Before I get into my review, I have to digress. A couple of things happened that reinforce my enjoyment of this venture. First, when I was coming down in the elevator after work tonight, a woman looked at the book and asked what it was about. When I told her it was great and about Twain going to Hawaii in 1866 and writing to a newspaper in SF, she told me that her family had a connection: they bought Twain's mother's house in Fredonia, NY. She said it was a beautiful Victorian with curved halls that she got lost in. Another connection, like Hamagrael knowing Perrin's wife.

And the copy of the book I got from a branch of the local library consortium out in the boonies has one of those old stamped, date-able pockets in it so you can see when the book was taken out, as opposed to the new device of sticking in a random dated card with no particular history for the book. When it came out in 1966, the hundredth anniversary of Twain's voyage, it was read four times. Still some interest in '68 and '69, tapering off to one or two readers, than a four year drought between '75 and '79 and again between '80 and '84, etc., etc.

I remember when I went to the rare books section of the library at Hamilton College and checked to see when a Latin grammar book was last borrowed. This rhythm of reading patterns engages me. What is it about the fashion of a topic that waxes and wanes? How does something really enjoyable or instructive go out of fashion? I miss this look back in books I borrow now; the thread with previous explorers is now broken by improved technology.

But on to Hawaii. I have sixteen different pages listed that I wanted to cite in my review as being not only great, visual descriptions of Hawaii, but quintessentially Twain. I can't possibly cite them all. These were the sentences that could not have been written as wryly by anyone else: on being a heathen, sinning, and offering up your grandmother as atonement; speculating on the original of ham "Sandwich;" about the nastiness of photography as opposed to the softening of portraiture; and the universal reaction of being disappointed in seeing a "natural wonder" for the first time.

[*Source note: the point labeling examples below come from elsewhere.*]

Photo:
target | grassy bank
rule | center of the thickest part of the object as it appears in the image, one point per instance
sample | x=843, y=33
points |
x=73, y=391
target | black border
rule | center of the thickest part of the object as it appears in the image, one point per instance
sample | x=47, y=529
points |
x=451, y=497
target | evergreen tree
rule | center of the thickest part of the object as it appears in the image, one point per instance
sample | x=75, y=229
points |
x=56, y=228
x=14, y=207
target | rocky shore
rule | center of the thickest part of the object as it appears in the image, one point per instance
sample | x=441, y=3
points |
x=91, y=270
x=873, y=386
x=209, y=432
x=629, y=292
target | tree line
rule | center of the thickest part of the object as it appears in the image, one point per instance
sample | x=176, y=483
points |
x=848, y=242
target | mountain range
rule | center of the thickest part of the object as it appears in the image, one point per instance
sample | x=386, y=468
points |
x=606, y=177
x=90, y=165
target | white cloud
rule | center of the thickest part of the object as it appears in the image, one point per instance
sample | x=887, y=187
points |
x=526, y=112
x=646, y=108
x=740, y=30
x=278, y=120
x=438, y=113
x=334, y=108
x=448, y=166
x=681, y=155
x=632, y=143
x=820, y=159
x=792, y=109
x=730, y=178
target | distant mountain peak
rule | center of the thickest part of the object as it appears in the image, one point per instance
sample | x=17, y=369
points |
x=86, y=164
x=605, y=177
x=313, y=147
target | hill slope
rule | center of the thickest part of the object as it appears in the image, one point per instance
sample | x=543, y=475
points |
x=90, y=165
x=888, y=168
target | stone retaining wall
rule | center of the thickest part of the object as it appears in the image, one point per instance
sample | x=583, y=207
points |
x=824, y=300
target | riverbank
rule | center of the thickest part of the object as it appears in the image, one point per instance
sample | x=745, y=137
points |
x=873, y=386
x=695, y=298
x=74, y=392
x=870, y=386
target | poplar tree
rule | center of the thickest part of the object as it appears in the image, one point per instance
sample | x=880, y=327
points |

This is a laugh-out-loud book, the first I've come across since I read since The Know It All, by A. J. Jacobs. Twain twists the end of many paragraphs by disclaimers about his own observations, -- quaint reflections of a time before political pundits from both parties. He is his own self-deprecating person, and an honest assessor of the less-than-stellar Europeans he encounters in the scantly populated Islands.

Another thing that threw me back was the entire idea of writing about a place in terms of what the people are engaged in as commerce, what their ancestors believed in, and how the land looks. It reminded me of geography exercises in grammar school. It's sad to remember how we wrote about tires from Akron, cars from Detroit, steel from Pittsburgh and Bessemer, Alabama, when these economic strengths are no longer valid. In 1866, Hawaii didn't have pineapples, surfers or Don Ho. Twain writes about sugar production, converting molasses to rum, and naked native girls swimming in the surf with only their heads above water.

I have never felt a draw to go to Hawaii. Twain's description of the stereotypical volcano, beaches and tropical forests seem pristine -- not like a lure for an island vacation. I'd go there, but only back in time with MT.